Promptable selection
Instance segmentation models return a list of segmented instances. After forward(), you can use prompt-based selectors to pick the instance you want. Use point selection for tap-to-select or cutout tools, box selection for drag-to-outline workflows, and text selection for search or describe-it-in-words flows. For example, a photo-editing app can use point selection to isolate a person, create custom sticker or background-removal flow can use box selection, and a shopping app can use text selection to find a product by name or description:
- Load an instance segmentation model with
useInstanceSegmentation. - Run
forward(image)once to get the detected instances. - Use a selector to pick the instance or instances matching the user's prompt.

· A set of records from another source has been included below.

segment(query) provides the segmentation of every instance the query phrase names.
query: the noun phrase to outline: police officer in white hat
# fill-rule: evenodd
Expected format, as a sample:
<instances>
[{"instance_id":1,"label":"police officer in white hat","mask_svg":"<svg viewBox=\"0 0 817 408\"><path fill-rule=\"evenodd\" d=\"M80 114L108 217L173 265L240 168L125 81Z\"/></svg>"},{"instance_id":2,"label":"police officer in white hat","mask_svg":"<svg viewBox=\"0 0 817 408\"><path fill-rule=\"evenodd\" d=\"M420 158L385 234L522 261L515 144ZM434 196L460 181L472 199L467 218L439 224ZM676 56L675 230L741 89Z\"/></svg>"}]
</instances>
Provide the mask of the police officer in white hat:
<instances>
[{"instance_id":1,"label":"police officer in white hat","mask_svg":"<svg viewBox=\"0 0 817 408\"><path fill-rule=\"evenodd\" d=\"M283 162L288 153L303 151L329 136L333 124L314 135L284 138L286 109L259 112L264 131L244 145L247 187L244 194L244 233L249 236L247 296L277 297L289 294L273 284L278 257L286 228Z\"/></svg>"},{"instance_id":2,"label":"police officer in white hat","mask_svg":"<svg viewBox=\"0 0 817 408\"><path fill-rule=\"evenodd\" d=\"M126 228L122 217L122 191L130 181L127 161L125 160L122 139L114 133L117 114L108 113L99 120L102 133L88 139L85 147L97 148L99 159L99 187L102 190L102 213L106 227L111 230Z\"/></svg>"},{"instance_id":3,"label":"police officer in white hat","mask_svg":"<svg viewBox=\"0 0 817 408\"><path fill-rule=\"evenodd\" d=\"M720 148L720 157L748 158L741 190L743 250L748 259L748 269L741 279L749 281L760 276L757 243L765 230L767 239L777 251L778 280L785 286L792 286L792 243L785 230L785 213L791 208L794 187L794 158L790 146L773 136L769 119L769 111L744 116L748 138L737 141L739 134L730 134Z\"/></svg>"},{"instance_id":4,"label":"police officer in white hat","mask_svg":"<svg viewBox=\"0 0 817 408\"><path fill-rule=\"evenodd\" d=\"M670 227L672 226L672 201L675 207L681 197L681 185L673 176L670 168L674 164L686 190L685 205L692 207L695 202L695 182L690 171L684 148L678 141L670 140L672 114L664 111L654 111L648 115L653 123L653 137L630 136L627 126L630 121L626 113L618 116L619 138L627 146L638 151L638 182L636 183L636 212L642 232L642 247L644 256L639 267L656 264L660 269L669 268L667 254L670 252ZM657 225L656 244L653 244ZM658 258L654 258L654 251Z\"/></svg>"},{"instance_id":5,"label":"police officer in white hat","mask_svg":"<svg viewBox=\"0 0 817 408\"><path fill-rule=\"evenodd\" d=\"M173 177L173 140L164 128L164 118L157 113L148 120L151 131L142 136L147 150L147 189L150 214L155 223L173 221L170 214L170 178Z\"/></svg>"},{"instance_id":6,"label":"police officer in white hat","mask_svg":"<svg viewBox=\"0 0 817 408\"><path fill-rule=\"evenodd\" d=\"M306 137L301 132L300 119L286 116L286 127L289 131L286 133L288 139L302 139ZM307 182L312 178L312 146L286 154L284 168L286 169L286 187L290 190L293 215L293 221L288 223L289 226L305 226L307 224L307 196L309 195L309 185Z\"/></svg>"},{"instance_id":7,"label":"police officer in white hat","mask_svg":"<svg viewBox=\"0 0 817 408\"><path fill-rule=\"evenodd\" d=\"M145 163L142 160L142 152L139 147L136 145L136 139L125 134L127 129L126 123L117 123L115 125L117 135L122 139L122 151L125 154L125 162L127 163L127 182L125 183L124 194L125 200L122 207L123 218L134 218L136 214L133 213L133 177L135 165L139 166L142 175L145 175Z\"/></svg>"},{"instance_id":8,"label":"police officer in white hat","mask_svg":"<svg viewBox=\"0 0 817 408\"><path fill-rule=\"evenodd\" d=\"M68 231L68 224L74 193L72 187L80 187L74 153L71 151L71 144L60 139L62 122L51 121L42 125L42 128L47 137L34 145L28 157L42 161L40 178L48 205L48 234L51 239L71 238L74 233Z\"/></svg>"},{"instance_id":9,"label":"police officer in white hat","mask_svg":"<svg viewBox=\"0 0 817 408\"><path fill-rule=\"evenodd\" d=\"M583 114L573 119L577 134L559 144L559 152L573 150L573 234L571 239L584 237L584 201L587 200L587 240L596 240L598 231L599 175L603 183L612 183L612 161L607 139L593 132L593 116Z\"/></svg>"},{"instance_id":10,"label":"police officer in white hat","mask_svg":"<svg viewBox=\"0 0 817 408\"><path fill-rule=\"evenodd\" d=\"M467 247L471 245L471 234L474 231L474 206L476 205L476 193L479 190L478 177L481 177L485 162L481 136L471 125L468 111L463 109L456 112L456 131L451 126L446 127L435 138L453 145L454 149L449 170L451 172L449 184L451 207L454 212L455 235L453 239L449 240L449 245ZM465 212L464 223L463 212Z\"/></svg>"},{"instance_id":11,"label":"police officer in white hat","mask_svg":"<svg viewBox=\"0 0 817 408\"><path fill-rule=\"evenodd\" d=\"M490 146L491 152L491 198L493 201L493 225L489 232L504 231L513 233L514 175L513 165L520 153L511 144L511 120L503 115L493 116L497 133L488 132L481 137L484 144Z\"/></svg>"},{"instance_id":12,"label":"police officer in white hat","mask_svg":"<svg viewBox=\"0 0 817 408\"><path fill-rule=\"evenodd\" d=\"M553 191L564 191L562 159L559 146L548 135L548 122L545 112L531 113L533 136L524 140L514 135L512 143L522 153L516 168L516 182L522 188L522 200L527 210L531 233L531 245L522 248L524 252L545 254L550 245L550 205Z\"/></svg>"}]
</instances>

- Re-run the selector when the prompt changes; you do not need to call
forwardagain unless the image changes.
import {
models,
useInstanceSegmentation,
selectByPoint,
selectByBox,
selectByText,
} from 'react-native-executorch';
const model = useInstanceSegmentation({
model: models.instance_segmentation.fastsam_x(),
});
try {
const instances = await model.forward(imageUri);
// Point: the smallest instance whose mask covers (x, y).
const pointMatch = selectByPoint(instances, x, y);
console.log('point match:', pointMatch?.bbox);
// Box: the instance with highest IoU with the prompt box.
const boxMatch = selectByBox(instances, { x1, y1, x2, y2 });
console.log('box match:', boxMatch?.bbox);
// Text: highest cosine similarity between text and per-instance image
// embeddings (you must provide the embeddings, e.g. with CLIP).
const textMatch = selectByText(instances, instanceEmbeddings, textEmbedding);
console.log('text match:', textMatch?.bbox);
} catch (error) {
console.error(error);
}
For detailed API Reference for selectByPoint, selectByBox, and selectByText see their respective documentation pages:
Use FastSAM-S for faster performance on simple images with non-overlapping instances and FastSAM-X for better accuracy on complex scenes with many overlapping objects.